WASHINGTON – New federal rules that will make it easier for pilots to land at three small Maryland airports are a step in the right direction, but still not enough, the struggling businesses said.
Security measures imposed on Washington-area airports after 9-11 have been very tough on the so-called “Maryland Three” airports: College Park Airport, Potomac Airfield and Washington Executive/Hyde Field.
New rules released Thursday by the Transportation Security Administration will relax restrictions on pilots flying in to those fields.
“It’s going to help the airport remain viable, and that’s what we need,” said Stan Fetter, manager of Hyde Field.
But he said it is “obvious” that more needs to be done and that there are still too many restrictions, restrictions that Fetter calls “window dressing, in my opinion, 80 percent window dressing.”
Because of their proximity to Washington, the Maryland Three remained closed for months after 9-11, reopening in February 2002 under stringent Federal Aviation Administration restrictions on flights. Those restrictions largely limited traffic to planes based at those airports and, in rare instances, to “transients,” or planes based elsewhere.
The new rules, which officially take effect Sunday, transfer authority for the airports from the FAA to the TSA and relax the restrictions on transients.
The owner of Potomac Airfield said the rule change does little more than codify the previous policy, which did allow some transients in to the Maryland Three. David Wartofsky said transient pilots were being screened and cleared for landing at the Maryland airports before, as they will now.

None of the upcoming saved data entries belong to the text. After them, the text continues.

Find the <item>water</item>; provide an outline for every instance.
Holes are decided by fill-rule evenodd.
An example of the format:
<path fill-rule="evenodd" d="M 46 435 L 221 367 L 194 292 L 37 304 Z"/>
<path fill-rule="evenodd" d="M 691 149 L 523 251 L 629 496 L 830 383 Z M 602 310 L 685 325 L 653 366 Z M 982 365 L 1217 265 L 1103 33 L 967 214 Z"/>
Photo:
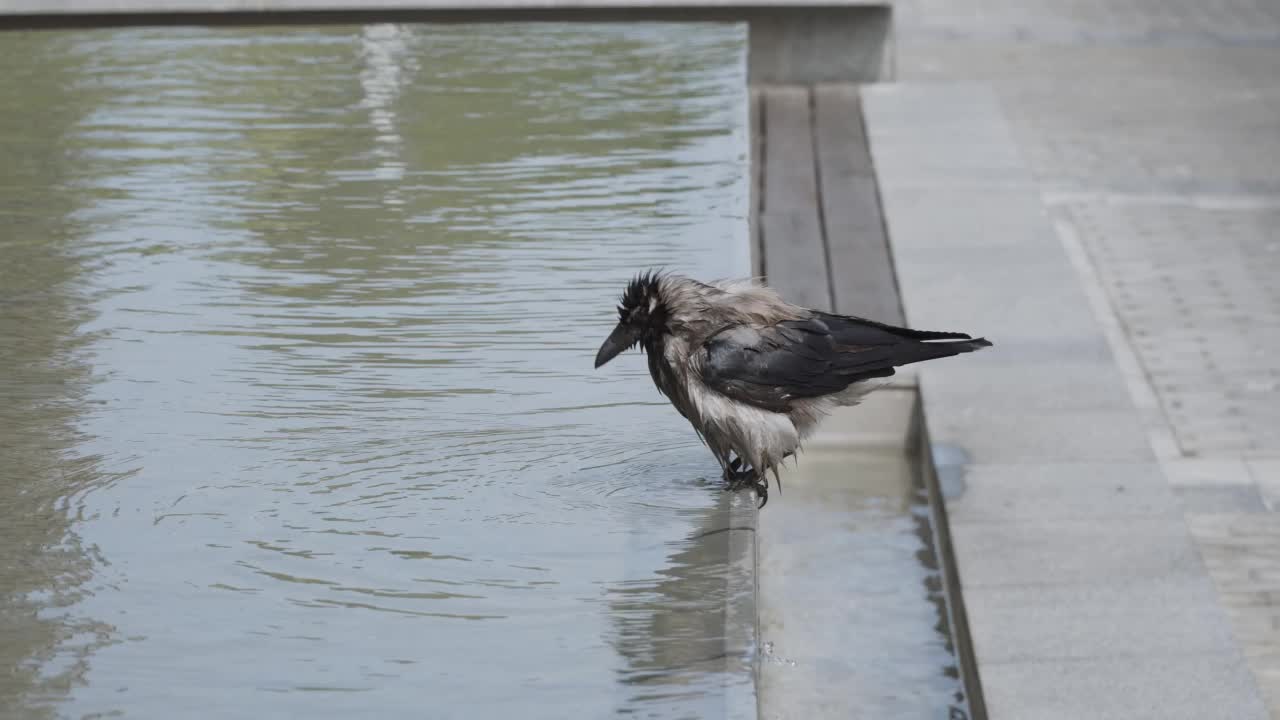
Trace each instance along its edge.
<path fill-rule="evenodd" d="M 927 495 L 884 434 L 913 395 L 837 411 L 760 514 L 762 718 L 969 718 Z"/>
<path fill-rule="evenodd" d="M 0 715 L 723 715 L 716 467 L 591 360 L 747 270 L 743 28 L 4 40 Z"/>
<path fill-rule="evenodd" d="M 744 28 L 3 39 L 0 718 L 731 714 L 729 496 L 591 362 L 748 272 Z M 869 718 L 955 700 L 909 492 L 786 666 Z"/>

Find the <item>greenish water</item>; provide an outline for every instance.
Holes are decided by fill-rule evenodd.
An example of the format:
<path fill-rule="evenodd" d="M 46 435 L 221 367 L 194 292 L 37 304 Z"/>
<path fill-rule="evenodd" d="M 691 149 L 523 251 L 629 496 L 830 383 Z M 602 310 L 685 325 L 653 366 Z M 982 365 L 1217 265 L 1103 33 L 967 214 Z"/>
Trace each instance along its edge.
<path fill-rule="evenodd" d="M 0 39 L 0 718 L 751 716 L 715 463 L 591 369 L 638 269 L 749 271 L 744 28 Z M 761 657 L 947 717 L 886 478 L 843 669 Z"/>
<path fill-rule="evenodd" d="M 745 273 L 737 26 L 6 34 L 0 716 L 722 716 L 621 284 Z"/>

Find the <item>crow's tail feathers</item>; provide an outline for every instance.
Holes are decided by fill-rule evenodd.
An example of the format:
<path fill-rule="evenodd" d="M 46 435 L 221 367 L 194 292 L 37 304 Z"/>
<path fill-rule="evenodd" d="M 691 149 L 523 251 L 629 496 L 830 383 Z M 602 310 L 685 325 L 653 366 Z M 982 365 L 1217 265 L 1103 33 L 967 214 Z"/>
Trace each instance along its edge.
<path fill-rule="evenodd" d="M 909 347 L 910 350 L 903 353 L 906 355 L 906 357 L 903 358 L 904 362 L 894 363 L 895 365 L 910 365 L 911 363 L 924 362 L 925 360 L 936 360 L 937 358 L 971 353 L 975 350 L 991 347 L 991 341 L 986 338 L 941 341 L 934 340 L 929 342 L 910 343 Z"/>
<path fill-rule="evenodd" d="M 975 343 L 986 343 L 986 345 L 976 345 L 973 348 L 974 350 L 991 344 L 982 338 L 974 340 L 973 336 L 968 333 L 942 332 L 938 330 L 915 330 L 908 327 L 900 327 L 898 325 L 890 325 L 888 323 L 876 322 L 875 320 L 868 320 L 864 317 L 857 317 L 856 315 L 835 315 L 825 312 L 816 312 L 815 314 L 821 318 L 824 323 L 826 323 L 827 327 L 831 328 L 831 333 L 834 336 L 839 337 L 841 340 L 850 344 L 857 344 L 858 340 L 865 336 L 867 328 L 876 328 L 877 330 L 882 330 L 890 335 L 900 337 L 905 340 L 973 340 Z M 851 335 L 852 337 L 843 337 L 848 335 Z M 969 351 L 960 350 L 958 352 Z"/>
<path fill-rule="evenodd" d="M 942 345 L 944 347 L 954 346 L 957 348 L 956 352 L 958 353 L 973 352 L 974 350 L 981 350 L 982 348 L 991 347 L 991 341 L 986 338 L 970 339 L 968 336 L 966 336 L 965 339 L 963 340 L 951 340 L 947 342 L 931 342 L 929 344 Z"/>

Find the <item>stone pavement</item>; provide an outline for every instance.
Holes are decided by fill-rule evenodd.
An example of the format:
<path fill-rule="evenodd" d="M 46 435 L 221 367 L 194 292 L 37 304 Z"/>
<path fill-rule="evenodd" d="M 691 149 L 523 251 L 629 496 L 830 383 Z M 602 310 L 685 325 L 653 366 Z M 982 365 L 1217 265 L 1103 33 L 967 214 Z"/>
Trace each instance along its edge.
<path fill-rule="evenodd" d="M 995 342 L 919 370 L 976 717 L 1267 717 L 1001 103 L 905 83 L 863 108 L 908 323 Z"/>
<path fill-rule="evenodd" d="M 1280 718 L 1280 3 L 895 7 L 896 80 L 996 92 Z"/>

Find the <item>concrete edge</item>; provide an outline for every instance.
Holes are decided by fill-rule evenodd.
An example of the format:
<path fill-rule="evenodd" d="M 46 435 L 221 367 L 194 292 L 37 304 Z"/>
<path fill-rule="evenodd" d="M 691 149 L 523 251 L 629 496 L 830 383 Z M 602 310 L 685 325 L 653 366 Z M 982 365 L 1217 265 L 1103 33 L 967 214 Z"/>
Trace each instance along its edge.
<path fill-rule="evenodd" d="M 729 557 L 725 570 L 727 600 L 724 613 L 724 691 L 728 720 L 754 720 L 759 715 L 760 637 L 756 610 L 755 496 L 725 493 Z"/>
<path fill-rule="evenodd" d="M 493 22 L 745 23 L 750 84 L 875 82 L 894 66 L 886 0 L 0 0 L 0 32 Z"/>
<path fill-rule="evenodd" d="M 857 503 L 859 497 L 866 497 L 857 490 L 846 494 L 853 489 L 849 485 L 851 478 L 854 485 L 874 483 L 879 497 L 886 497 L 880 493 L 889 491 L 895 498 L 893 502 L 909 503 L 912 510 L 902 520 L 913 526 L 918 538 L 913 542 L 924 540 L 928 551 L 934 550 L 936 531 L 929 526 L 931 516 L 917 510 L 919 503 L 926 501 L 920 494 L 921 463 L 914 453 L 919 445 L 918 414 L 919 395 L 914 389 L 881 388 L 856 407 L 836 408 L 806 441 L 802 459 L 782 468 L 780 476 L 787 490 L 779 496 L 780 502 L 771 501 L 759 517 L 757 607 L 760 641 L 764 644 L 759 664 L 761 717 L 861 717 L 866 712 L 891 712 L 896 706 L 892 698 L 897 693 L 913 695 L 910 687 L 895 685 L 873 665 L 864 664 L 871 658 L 861 652 L 855 653 L 858 659 L 854 664 L 843 662 L 849 648 L 866 643 L 867 633 L 881 631 L 874 625 L 866 604 L 878 602 L 871 597 L 878 592 L 860 583 L 833 579 L 831 568 L 832 562 L 847 557 L 845 553 L 861 541 L 861 523 L 850 524 L 855 516 L 841 512 L 846 498 Z M 878 458 L 875 467 L 882 468 L 883 475 L 845 474 L 849 464 L 859 463 L 864 452 Z M 916 550 L 924 548 L 913 548 L 913 552 Z M 917 556 L 911 562 L 920 559 Z M 913 622 L 919 622 L 915 629 L 926 632 L 935 646 L 954 647 L 949 635 L 937 634 L 939 629 L 950 627 L 949 608 L 942 607 L 948 601 L 938 585 L 941 562 L 930 558 L 922 564 L 929 579 L 921 586 L 928 589 L 927 597 L 920 599 L 928 607 L 929 620 L 923 622 L 924 615 L 915 615 Z M 863 592 L 870 595 L 862 595 Z M 910 602 L 914 604 L 915 600 Z M 910 657 L 914 651 L 904 648 L 902 652 Z M 950 657 L 933 666 L 933 659 L 928 661 L 929 667 L 936 668 L 939 676 L 947 672 L 943 665 L 953 667 L 957 662 Z M 919 669 L 914 668 L 913 660 L 890 652 L 876 662 L 905 662 L 905 666 L 913 667 L 902 680 L 910 685 L 919 677 L 913 674 Z M 842 678 L 847 673 L 855 677 L 850 677 L 846 685 Z M 855 686 L 882 700 L 870 701 L 850 691 Z M 945 697 L 931 696 L 939 702 L 930 705 L 930 712 L 946 715 L 946 705 L 956 703 L 954 694 L 962 690 L 958 683 L 949 683 Z M 896 707 L 905 709 L 916 702 L 904 700 L 903 706 Z M 971 716 L 953 712 L 951 717 L 970 720 Z"/>
<path fill-rule="evenodd" d="M 929 438 L 928 422 L 924 416 L 924 402 L 916 394 L 913 418 L 913 448 L 919 462 L 920 483 L 929 498 L 930 525 L 933 529 L 933 553 L 938 558 L 938 570 L 942 574 L 943 594 L 947 598 L 947 622 L 951 635 L 951 651 L 959 665 L 960 682 L 964 686 L 965 700 L 969 704 L 970 720 L 986 720 L 987 701 L 982 692 L 982 674 L 973 651 L 973 636 L 969 631 L 969 614 L 965 609 L 964 593 L 960 591 L 960 569 L 956 565 L 955 548 L 952 545 L 951 524 L 947 517 L 946 493 L 963 482 L 949 477 L 963 472 L 954 464 L 943 464 L 946 455 L 936 452 Z"/>
<path fill-rule="evenodd" d="M 893 14 L 887 2 L 805 0 L 424 0 L 398 4 L 357 5 L 278 0 L 258 3 L 67 3 L 57 7 L 15 6 L 0 0 L 0 31 L 75 30 L 149 26 L 278 26 L 377 23 L 515 23 L 515 22 L 803 22 L 822 31 L 832 23 L 842 29 L 871 22 L 887 35 Z M 855 23 L 851 26 L 849 23 Z M 813 32 L 809 30 L 807 32 Z M 882 38 L 883 39 L 883 38 Z M 808 38 L 788 39 L 797 51 Z M 873 74 L 856 79 L 882 79 L 880 63 Z M 839 82 L 842 78 L 829 78 Z M 807 82 L 779 79 L 771 82 Z"/>
<path fill-rule="evenodd" d="M 795 7 L 889 7 L 888 0 L 803 0 Z M 145 15 L 202 13 L 404 12 L 532 8 L 775 7 L 778 0 L 0 0 L 0 15 Z"/>

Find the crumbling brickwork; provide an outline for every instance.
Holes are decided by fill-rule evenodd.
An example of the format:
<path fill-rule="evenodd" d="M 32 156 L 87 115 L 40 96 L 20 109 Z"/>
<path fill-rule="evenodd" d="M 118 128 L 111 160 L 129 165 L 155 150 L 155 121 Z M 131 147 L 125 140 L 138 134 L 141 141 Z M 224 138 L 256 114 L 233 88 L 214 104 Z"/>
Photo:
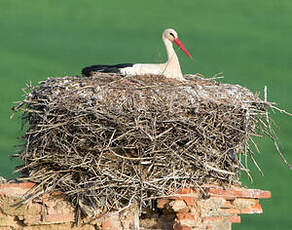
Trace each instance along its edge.
<path fill-rule="evenodd" d="M 270 198 L 269 191 L 245 189 L 238 186 L 222 188 L 210 186 L 198 190 L 183 189 L 177 196 L 159 199 L 158 207 L 172 209 L 176 213 L 174 229 L 231 229 L 232 223 L 240 223 L 238 214 L 262 213 L 259 199 Z"/>
<path fill-rule="evenodd" d="M 75 212 L 62 193 L 45 195 L 41 200 L 15 206 L 33 183 L 5 183 L 0 185 L 0 230 L 122 230 L 134 229 L 135 209 L 121 213 L 85 218 L 77 227 Z M 210 185 L 204 191 L 189 188 L 175 195 L 157 200 L 159 214 L 141 217 L 140 229 L 231 229 L 240 223 L 238 214 L 262 213 L 259 199 L 270 198 L 269 191 L 245 189 L 239 186 L 223 188 Z"/>

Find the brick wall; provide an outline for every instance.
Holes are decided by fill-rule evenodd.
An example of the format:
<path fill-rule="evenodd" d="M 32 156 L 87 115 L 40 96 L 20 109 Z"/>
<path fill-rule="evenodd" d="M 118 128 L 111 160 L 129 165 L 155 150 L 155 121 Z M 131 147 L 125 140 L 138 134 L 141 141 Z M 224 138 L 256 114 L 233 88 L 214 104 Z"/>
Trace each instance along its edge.
<path fill-rule="evenodd" d="M 134 229 L 231 229 L 240 223 L 239 214 L 262 213 L 259 199 L 270 198 L 269 191 L 232 186 L 206 186 L 204 191 L 183 189 L 157 200 L 159 212 L 143 213 L 137 220 L 135 207 L 121 213 L 109 213 L 94 219 L 85 218 L 75 226 L 74 209 L 61 193 L 46 194 L 22 206 L 13 206 L 33 183 L 0 185 L 0 230 L 111 230 Z M 135 221 L 136 217 L 136 221 Z"/>

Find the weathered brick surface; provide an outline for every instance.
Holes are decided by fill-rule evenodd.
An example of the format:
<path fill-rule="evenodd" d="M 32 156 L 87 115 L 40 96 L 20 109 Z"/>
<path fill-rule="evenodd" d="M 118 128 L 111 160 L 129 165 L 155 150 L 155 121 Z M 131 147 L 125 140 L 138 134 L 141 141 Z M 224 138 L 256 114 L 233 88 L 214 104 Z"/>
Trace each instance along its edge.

Still, he said, word of the new rules could help correct a widely held misperception that transient pilots were barred from the three airports, and he welcomed the change for that reason.
“It’s a recognition of common sense. My compliments to the organizations for finally getting it straight,” Wartofsky said.
TSA spokeswoman Andrea McCauley confirmed that prior to the change some transient pilots were being cleared, but it was on a case-by-case basis. Now, the TSA has extended that access to all transient pilots who abide by security regulations.
Wartofsky agreed with Fetter that more needs to be done to help the Maryland airports, but declined to elaborate, saying he was still discussing matters with the TSA.
McCauley said no further rule changes are in the works for the three airports.
“We are very well aware of GA (general aviation) airports, and what their needs are,” McCauley said. But the TSA also needs to examine and mitigate the risks to the general public, she added.
“It’s striking a balance,” McCauley said.
Fetter, however, said there is nothing to discuss. Of the remaining restrictions, he said, “I don’t think you’re going to find anybody at these three airports who thinks this makes sense.”
The current transportation security system is utilizing the air-traffic control system to do things it was “never intended to do,” Fetter said. “It doesn’t accomplish what they want to accomplish.”
He said the security procedures governing small airports have “failed enough times that we know that it doesn’t work, and they need to try something else,” but he declined to elaborate on those failures.
“It’s child’s play” to come up with a more secure system that does not harm the business of small airports, Fetter said, and “if we weren’t playing with a political football,” those measures would already be in place.